Was wondering if there was any good books out there on handguns? Maybe something that introduces the different types and exactly how a handgun works, and then goes into cleaning, concealed carry, defense techniques maybe? Might be hard to find all this but did any of you like a particular book, especially just starting out?


----------



## Steve M1911A1 (Feb 6, 2008)

I have an extensive arms-related library, and still I'm stumped by your question.
For one thing, you really can't learn shooting from a book, and that goes double for self-defense shooting.
Nevertheless, I can recommend some helpful beginning material.

When I was a kid, my father bought me W.H.B. Smith's _Small Arms of the World_, which covered the functional operation and disassembly of the military small arms of WW2, rifles, pistols, and machine guns. It was an excellent beginning for my trip through the world of shooting. I believe that this book is still in print, but I would not buy a revised edition, since I believe that the newer versions are not as complete.
Next most useful are the NRA's two _Firearms Assembly_ books. Although they do not discuss functional operation, they present disassembly instructions and "exploded" drawings of just about every rifle, pistol, and shotgun of interest. You can learn quite a lot about functional operation from "exploded" drawings.
Then there's Jeff Cooper's _Principles of Self Defense_. This book won't teach you shooting, but it will help you learn what can be done, and what can't. Follow that up with any number of books by Massad Ayoob, who discusses not only technique, but also applicable laws.

Good luck!


----------



## DanP_from_AZ (May 8, 2009)

Steve M1911A1 said:


> . . . Then there's Jeff Cooper's _Principles of Self Defense_. This book won't teach you shooting, but it will help you learn what can be done, and what can't. Follow that up with any number of books by Massad Ayoob, who discusses not only technique, but also applicable laws.
> 
> Good luck!


Plus one on Jeff C. and Massad A.
Google them. Get their books. They are the masters.

These two guys will get you into the proper mindset to own and possibly ever need to "use" a handgun.

Everyone should have Jeff's "four laws of safety" and his "Cooper's Color Code" burned into their brains if they carry a handgun.

Disclaimer:
Jeff's Gunsite Training Center is 13 miles north of my property. Now owned by "others". 
I still miss getting more of his "pungent" written commentary on life.

Jeff Cooper - Wikipedia, the free encyclopedia

some of his books are not cheap, even on Amazon.
But, what is NOT to like about a man who writes a book with the title
_*To Ride, Shoot Straight, And Speak The Truth* by Jeff Cooper (Mar 1, 1998)_

A life well lived.

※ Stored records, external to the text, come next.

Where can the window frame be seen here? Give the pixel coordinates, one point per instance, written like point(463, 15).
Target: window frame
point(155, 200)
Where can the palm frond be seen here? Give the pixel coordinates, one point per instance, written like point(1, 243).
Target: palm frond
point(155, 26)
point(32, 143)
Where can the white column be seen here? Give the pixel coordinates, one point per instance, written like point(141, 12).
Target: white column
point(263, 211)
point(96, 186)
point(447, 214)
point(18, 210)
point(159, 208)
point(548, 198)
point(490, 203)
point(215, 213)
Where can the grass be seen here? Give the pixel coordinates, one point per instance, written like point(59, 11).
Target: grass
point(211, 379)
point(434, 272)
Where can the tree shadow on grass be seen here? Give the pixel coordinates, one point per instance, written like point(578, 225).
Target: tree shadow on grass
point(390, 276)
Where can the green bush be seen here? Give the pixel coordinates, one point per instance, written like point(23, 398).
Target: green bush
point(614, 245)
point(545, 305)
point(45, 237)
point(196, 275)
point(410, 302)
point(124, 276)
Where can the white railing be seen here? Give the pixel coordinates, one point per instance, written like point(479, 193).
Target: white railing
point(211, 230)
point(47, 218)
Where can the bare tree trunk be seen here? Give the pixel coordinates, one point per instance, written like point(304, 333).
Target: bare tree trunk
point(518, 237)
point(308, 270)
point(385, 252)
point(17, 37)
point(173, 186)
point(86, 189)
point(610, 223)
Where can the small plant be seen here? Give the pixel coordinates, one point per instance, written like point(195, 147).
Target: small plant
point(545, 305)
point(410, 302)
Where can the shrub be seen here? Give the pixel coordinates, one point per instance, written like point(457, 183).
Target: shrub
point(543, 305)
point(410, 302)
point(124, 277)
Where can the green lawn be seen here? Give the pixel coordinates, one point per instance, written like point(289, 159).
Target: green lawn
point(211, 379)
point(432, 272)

Godspeed.


----------



## rex (Jan 27, 2012)

You're new to the game,grab the basics on operation and nomenclature,and learn that.Cooper is a 1911 legend,and Ayoob has worked in law enforcement a long time,studied shootings and wrote about them and court cases he's been an expert witness in,and is a hell of a pistoleer.That being said,I take Ayoob's word with a slight grain of salt,he's been wishywashy on some points and then toted them as a must have in abilities.All their works are wisdom,but you have to interpret it into your commitment,mindset,ability to,call it what you want.Just don't jump in to a something you aren't quite ready for this new and believe it's gospel.

Cooper's "conditions" are though,it's the rule of pistoleers.


----------



## jakeleinen1 (Jul 20, 2011)

Where were going we don't need books *cough I mean roads!!!! lol

Anyways, as always I'm here to yack about how youtube and the net in general. It can teach you more about guns in 30 minutes then reading a book about it for that same amount of time. Also you can get multiple perspectives and come to your own conclusions about how some things work (like what to clean a gun with, best disassembly techniques, etc.). 

But yeah as already stated Cooper is a good place to start, but don't waste too much money on books cause alot of this info is free and widely available.


----------



## Steve M1911A1 (Feb 6, 2008)

rex said:


> ...I take Ayoob's word with a slight grain of salt,he's been wishywashy on some points and then toted them as a must have in abilities...


I, too, do not always agree with what Massad Ayoob writes. But he knows much more about defensive shooting than I do, and lots more about self-defense laws too, so I still recommend him as a general guide.
He suggests, for instance, that when you're confronted by a mugger or a potential mugger, you should throw the guy a five-dollar bill (which you have at the ready), and then you escape while he's busy picking it up. I believe that to be really wishy-washy, but nevertheless it is _very good tactics_: Avoid a fight at all costs.


----------